Türkische Lira in Schwierigkeiten: kann jemand die Währung retten?

Viele Länder versuchen in ihrem nationalen Interesse, ihre Währungen abzuwerten, wenn es notwendig ist. Dabei bemühen sie sich sehr darum, den Rückgang natürlich und berechtigt aussehen zu lassen. Keiner will der Manipulationen bezichtigt werden. Die Türkei unterscheidet sich in dieser Hinsicht von anderen Ländern krass.

Eine unvernünftige Geldpolitik des Staatspräsidenten Recep Tayyip Erdoğan hält die Lira stärker unter Druck als irgendwelche Manipulationen. Der niedrige Wechselkurs erfreut allerdings sogar lokale Exporteure nicht mehr. Jüngst wurde das Verbot von Kryptowährungen zum weiteren abträglichen Faktor für die Lira. Das Gesetz gilt für alle Transaktionen zwischen Bürgern und juristischen Personen. Als Folge können digitale Gelder nicht mehr als Zahlungsmittel eingesetzt werden. Eine solche Entscheidung wurde durch immer größere Popularität der Kryptowährungen im Land hervorgerufen. Sie haben die Lira so heftig zurückgedrängt, dass gewöhnliche geldpolitische Instrumente im Finanzsystem deutlich an Effizienz verloren. Der Gebrauch der nationalen Währung schrumpfte.
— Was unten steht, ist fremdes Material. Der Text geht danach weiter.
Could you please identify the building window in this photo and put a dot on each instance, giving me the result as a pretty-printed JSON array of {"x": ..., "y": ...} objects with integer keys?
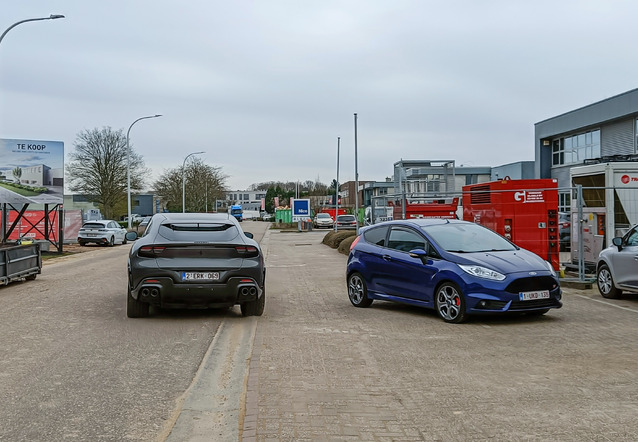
[{"x": 576, "y": 149}]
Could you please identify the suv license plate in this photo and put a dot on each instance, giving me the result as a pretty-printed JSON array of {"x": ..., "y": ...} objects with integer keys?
[
  {"x": 530, "y": 296},
  {"x": 200, "y": 276}
]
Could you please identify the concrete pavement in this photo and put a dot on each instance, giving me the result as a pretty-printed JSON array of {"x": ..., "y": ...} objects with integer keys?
[{"x": 322, "y": 370}]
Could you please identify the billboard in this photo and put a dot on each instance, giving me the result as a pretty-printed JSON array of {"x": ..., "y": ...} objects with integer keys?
[
  {"x": 300, "y": 209},
  {"x": 31, "y": 170}
]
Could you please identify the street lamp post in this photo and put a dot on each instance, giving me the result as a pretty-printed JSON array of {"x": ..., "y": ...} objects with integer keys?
[
  {"x": 337, "y": 186},
  {"x": 128, "y": 167},
  {"x": 51, "y": 17},
  {"x": 356, "y": 177},
  {"x": 184, "y": 180}
]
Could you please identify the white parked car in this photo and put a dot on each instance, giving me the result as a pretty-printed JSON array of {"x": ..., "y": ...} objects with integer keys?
[{"x": 105, "y": 232}]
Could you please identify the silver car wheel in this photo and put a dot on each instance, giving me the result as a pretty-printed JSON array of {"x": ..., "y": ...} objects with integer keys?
[{"x": 604, "y": 281}]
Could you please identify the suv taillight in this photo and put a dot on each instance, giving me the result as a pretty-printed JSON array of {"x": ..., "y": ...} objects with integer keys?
[{"x": 150, "y": 251}]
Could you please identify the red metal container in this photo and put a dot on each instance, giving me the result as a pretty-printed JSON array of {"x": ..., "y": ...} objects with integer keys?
[{"x": 524, "y": 211}]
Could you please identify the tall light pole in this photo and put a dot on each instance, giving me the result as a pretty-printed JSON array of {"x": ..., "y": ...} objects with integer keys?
[
  {"x": 337, "y": 185},
  {"x": 184, "y": 180},
  {"x": 128, "y": 167},
  {"x": 51, "y": 17},
  {"x": 356, "y": 176}
]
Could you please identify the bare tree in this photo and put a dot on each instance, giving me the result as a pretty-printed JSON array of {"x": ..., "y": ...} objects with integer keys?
[
  {"x": 98, "y": 169},
  {"x": 203, "y": 183}
]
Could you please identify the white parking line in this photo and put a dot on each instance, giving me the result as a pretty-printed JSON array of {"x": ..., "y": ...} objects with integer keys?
[{"x": 609, "y": 303}]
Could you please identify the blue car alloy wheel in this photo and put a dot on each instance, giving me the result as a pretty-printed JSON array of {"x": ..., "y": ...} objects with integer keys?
[{"x": 458, "y": 268}]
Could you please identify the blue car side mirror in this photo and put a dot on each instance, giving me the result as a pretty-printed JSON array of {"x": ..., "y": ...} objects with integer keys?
[{"x": 420, "y": 254}]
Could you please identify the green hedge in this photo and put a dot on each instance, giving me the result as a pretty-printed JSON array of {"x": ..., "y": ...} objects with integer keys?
[{"x": 333, "y": 239}]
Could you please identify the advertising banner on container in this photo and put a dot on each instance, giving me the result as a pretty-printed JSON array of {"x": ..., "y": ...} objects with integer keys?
[{"x": 32, "y": 169}]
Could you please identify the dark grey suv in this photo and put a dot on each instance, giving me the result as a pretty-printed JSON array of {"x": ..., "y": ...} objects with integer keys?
[
  {"x": 617, "y": 266},
  {"x": 195, "y": 260}
]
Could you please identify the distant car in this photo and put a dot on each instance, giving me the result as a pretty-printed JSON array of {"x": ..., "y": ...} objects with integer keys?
[
  {"x": 617, "y": 266},
  {"x": 456, "y": 267},
  {"x": 141, "y": 227},
  {"x": 346, "y": 222},
  {"x": 564, "y": 231},
  {"x": 135, "y": 218},
  {"x": 322, "y": 220},
  {"x": 195, "y": 260},
  {"x": 105, "y": 232}
]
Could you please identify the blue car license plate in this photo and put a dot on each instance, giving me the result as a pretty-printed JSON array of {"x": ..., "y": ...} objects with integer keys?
[{"x": 530, "y": 296}]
Seit die türkische Notenbank ihren Status als unabhängige Regulierungsbehörde de facto verloren hat, ist sie in Schwierigkeiten. Außerdem wechselt Erdoğan die Chefs der Zentralbank in den letzten Jahren viel zu oft. Eine solche Taktik und die oben erwähnte unvernünftige Geldpolitik haben zur Abschwächung und Unvorhersehbarkeit des Lira-Kurses geführt. Als Ergebnis begannen sich die Kryptowährungen immer mehr als Zahlungsmittel zu etablieren. Türkische Bürger und juristische Personen sahen darin eine zeitgenössische Möglichkeit, ihre Kaufkraft zu bewahren.